If any of those men felt like issuing me and the women of the world an apology on a notes app in seven years, I certainly would not accept it.

People who know me, who know that I spent almost half my life fawning over Justin Timberlake, have asked me if this is hard for me. Is it hard to walk away from one of my longest crushes? Not really, not at all. What is hard for me is the knowledge that men like Justin Timberlake exist in close proximity to me, to my friends, to women I care about. I am deeply and agonizingly aware that there are men in our lives, who aren’t sparkly, famous celebrities, who won’t stick up for us, who will benefit off of our pain, and who will more likely than not be just fine, even when their names are tarnished for a day or two.

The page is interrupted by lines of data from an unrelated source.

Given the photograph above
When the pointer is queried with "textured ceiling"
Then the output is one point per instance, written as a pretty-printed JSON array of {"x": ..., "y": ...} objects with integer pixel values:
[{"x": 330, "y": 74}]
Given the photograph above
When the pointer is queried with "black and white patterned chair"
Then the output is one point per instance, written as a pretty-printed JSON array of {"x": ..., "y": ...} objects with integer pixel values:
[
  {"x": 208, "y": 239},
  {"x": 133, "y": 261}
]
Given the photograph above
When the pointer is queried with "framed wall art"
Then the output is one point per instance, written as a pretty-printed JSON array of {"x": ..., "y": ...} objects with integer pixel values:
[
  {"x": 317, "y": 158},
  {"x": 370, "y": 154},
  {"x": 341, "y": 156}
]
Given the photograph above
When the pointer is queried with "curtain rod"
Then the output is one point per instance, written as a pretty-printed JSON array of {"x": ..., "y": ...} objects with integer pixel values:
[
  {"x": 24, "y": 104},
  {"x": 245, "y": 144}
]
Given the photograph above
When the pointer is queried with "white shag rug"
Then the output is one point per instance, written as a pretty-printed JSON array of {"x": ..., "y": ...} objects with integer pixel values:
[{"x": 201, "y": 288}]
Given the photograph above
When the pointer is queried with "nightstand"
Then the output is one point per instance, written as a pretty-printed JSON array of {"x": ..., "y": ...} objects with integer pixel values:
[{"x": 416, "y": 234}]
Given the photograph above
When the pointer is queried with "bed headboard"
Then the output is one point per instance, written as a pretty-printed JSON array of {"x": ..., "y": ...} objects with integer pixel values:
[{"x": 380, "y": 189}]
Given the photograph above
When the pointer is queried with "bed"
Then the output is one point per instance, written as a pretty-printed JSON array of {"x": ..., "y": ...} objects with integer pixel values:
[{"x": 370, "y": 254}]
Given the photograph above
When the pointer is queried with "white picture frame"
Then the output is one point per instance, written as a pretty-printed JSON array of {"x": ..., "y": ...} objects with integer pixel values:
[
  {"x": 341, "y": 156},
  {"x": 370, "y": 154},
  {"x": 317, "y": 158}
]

So while this has been a few years in the making, I am saying today that I am done with Justin Timberlake, I have no interest in his apologies, his career, or his future. As a fan and as a woman I take responsibility for the moments where I may not have been deliberately mean, but I was ignorant. I did not pay attention to the women who needed support, who needed to be advocated for, and I am ashamed that I did exactly what society wanted me to do: turn the other cheek and uplift a man instead.

As we look towards a brighter future, a future where Britney really is free, I hope we continue to hold the lackluster men of the media and in our lives accountable. To not shrug off their interruptions, to not allow them to be silent. As fans, as friends, as parents, as consumers, we have a greater power than we believe, and we can change the direction of misogyny and patriarchal bullshit. We can stop shaming women at every turn, and we can demand better. At least something better than a notes app apology.